The IFS say that:
"Public spending on the UK NHS has increased faster than economy-wide inflation since the 1950s, with an average real growth rate of 4.0 per cent a year between 1949/50 and 2010/11"This is a silly statement because it is a wide date range, with some widely different government policies and it makes no sense to give an average. They may as well tell us that the average person has just under two legs, it has just as much meaning. Also, an average increase of 4% a year is a geometric increase (ie non-linear, the gradiet of the graph is not constant) whereas the actual data shows that the increases were broadly linear with three general trends.
I have mentioned before, these three trends:
- 1974 to 1998 there is a year-on-year increase in real terms of around £1bn each year
- 1998 to 2010 there has been a real terms increase of approximately £4.8bn every year
- 2010 to 2015 there is real terms flat funding
For my analysis I only had data (for England) from 1974, the IFS show data (for the UK) from 1949 to present.
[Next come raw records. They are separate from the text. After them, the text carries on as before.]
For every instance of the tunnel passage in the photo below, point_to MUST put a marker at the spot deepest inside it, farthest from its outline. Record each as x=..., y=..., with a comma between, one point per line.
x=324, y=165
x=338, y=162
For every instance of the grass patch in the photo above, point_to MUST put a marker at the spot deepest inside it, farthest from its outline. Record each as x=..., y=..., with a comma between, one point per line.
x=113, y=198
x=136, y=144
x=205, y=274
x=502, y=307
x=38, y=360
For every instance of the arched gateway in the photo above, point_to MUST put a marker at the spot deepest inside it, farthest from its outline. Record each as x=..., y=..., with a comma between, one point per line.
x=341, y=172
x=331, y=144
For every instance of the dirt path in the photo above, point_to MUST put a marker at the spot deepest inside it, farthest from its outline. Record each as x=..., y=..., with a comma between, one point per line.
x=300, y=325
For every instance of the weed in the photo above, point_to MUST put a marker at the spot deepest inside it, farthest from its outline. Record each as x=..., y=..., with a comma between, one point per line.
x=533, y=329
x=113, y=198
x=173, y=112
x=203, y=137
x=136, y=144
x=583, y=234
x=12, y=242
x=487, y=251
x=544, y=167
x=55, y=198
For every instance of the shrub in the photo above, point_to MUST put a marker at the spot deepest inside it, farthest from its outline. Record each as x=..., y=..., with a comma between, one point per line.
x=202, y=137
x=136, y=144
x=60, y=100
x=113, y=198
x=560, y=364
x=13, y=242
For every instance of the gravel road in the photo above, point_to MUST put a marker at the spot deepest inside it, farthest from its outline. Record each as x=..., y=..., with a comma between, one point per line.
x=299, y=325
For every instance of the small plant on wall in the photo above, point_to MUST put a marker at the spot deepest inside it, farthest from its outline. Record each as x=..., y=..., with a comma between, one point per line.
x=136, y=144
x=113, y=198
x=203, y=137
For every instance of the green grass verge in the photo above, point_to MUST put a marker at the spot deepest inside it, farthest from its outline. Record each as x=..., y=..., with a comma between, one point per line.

This data shows that the £1bn/yr real terms increase started at about 1960. I have copied their graph (Figure 1) and coloured it to show the government in power (blue is Conservative, red is Labour):
The Wilson/Callaghan Labour government suffered from the oil crisis and IFS imposed austerity, but it still increased NHS funding overall. The Thatcher/Major period also increased NHS funding. The Cameron period is clearly a new shift, and the IFS is suggesting that a Cameron government after 2015 may provide increases somewhere between flat funding and Thatcher levels of real terms increases.